In the matter between:

BASIL ALLEN JULIES

Applicant

and

 

THE COMMISSION FOR CONCILIATION, MEDIATION

AND ARBITRATION

      First Respondent

MADELEINE LOYSON N.O                                                         Second Respondent

THE UNIVERSITY OF THE WESTERN CAPE                            Third Respondent

Decided: In Chambers

Delivered: 12 December 2018

JUDGMENT-APPLICATION FOR LEAVE TO APPEAL

PRINSLOO, J

Introduction

[1] The Applicant seeks leave to appeal against the judgment of this Court, handed down on 13 September 2018, in terms of which the Court dismissed the Applicant’s review application with costs. The application is opposed by the Third Respondent.

[2] Both parties have filed submissions in respect of the leave to appeal and I have considered both submissions in determining this application.

Grounds for appeal

[3] I have had regard to the grounds of appeal raised by the Applicant and from the outset, I must mention that there is no merit in these grounds as they are to a large extend, a repetition of the grounds raised in the review application. By way of example, the Applicant makes the following averments:

3.1 The Court erred in not finding that the arbitrator committed a gross irregularity in allowing the complainant, Dr Botha to give evidence remotely. According to the Applicant, this excluded him from the proceedings thereby denying him of a right to a fair hearing. Therefore, the arbitrator made herself guilty of misconduct in relation to her duties as an arbitrator and exceeded her powers.

3.2 The Court erred in finding that the arbitrator acted reasonably in the analysis of the evidence and thus rendered a reasonable award. The Applicant asserts that the Court ought to have found that the arbitrator was biased against him and did not keep an open mind during the arbitration proceedings.

[4] The gist of the Applicants complaint is that, had he been allowed to sit during the complainant’s testimony, specifically, during her cross and re-examination, he would have been able to provide his legal representative with instructions. This argument has no merit, I have dealt with this issue extensively in my judgment and as in the review application, I cannot find any merit as to how and to what extend would the Applicant’s presence have resulted in a different case being made out by his legal representative. As already pointed out in my judgment[1], the cross-examination of Dr Botha by the Applicant’s legal representative covers 122 pages of the transcribed record. The attack on the arbitrator and subsequently this Court on this issue is argumentum ad hominem. Furthermore, there is nothing in the record and the Applicant offers nothing logical to support the claim that the arbitrator was biased against him. This Court has had to read volumes of documents and consider issues in the review application that were void of merits and again in this application, lengthy submissions are made, all of which lack merit. In my view it will not be in the interests of justice to burden the Labour Appeal Court (LAC) with an equally meritless appeal.

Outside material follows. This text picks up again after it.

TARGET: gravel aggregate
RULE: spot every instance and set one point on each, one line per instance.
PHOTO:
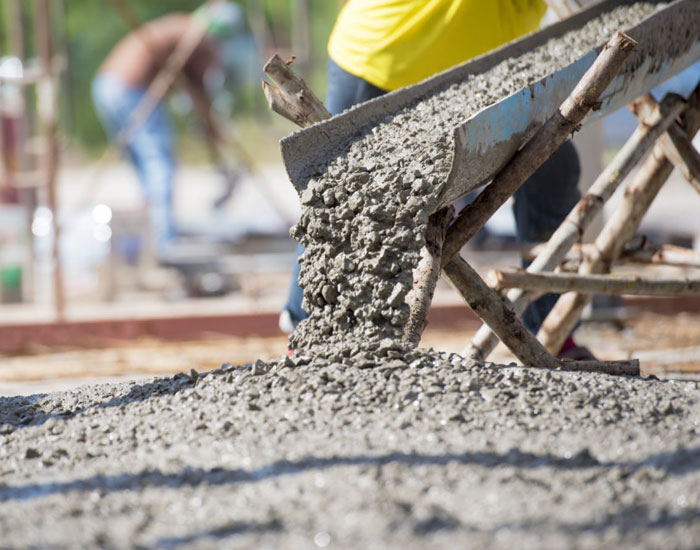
(422, 451)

The test for leave to appeal

[4] It is trite that there is no automatic right of appeal against a judgment of the Labour Court. This much is clear from section 166(1) of the Labour Relations Act[2] (LRA) which provides that any party to any proceedings before the Labour Court may apply to the Labour Court for leave to appeal to the LAC against any final judgment or final order of the Labour Court. In order to be entitled to leave to appeal, an applicant in an application for leave to appeal must satisfy this Court that there is a reasonable prospect that another court could come to a different conclusion”[3]. The test is not whether or not there is a possibility that another court could come to a different conclusion, the test is whether or not there is a reasonable prospect that another court could come to a different conclusion.

[5] In Westing House Break & Equipment (Pty)Ltd v Bilger Engineering (Pty) Ltd[4] the Court reiterated the general principle that in order for an applicant for leave to appeal to succeed, the applicant must demonstrate that it has a reasonable prospect of success on appeal. It was also stated that an appeal should be allowed where the matter is of great importance or where the matter is of public importance or where the Court is of the view that the decision might affect other questions. [5] In casu, the grounds as submitted by the Applicant fall hopelessly short off the mark of reasonable prospects of success.

[6] The tenet of the LRA, is based on the requirement for expeditious resolution of labour disputes. This is a case where the dispute between the parties must be brought to finality and the Applicant cannot be allowed to misuse scarce judicial resources on a meritless case where the result would still be the same. This application has to fail.

[7] In the premises, I make the following order:

Order

1. The application for leave to appeal is dismissed with costs.

Connie Prinsloo

Judge of the Labour Court of South Africa



[1] At para [34].

[2]Act 66 of 1995 as amended.

[3] See Woolworths Ltd v Matthews [1999] 3 BLLR 288 (LC).

[4] 1986 (2) SA 555 (A).

[5] See in this regard Moller v Keimoes School Committee and Another [1911] AD 585.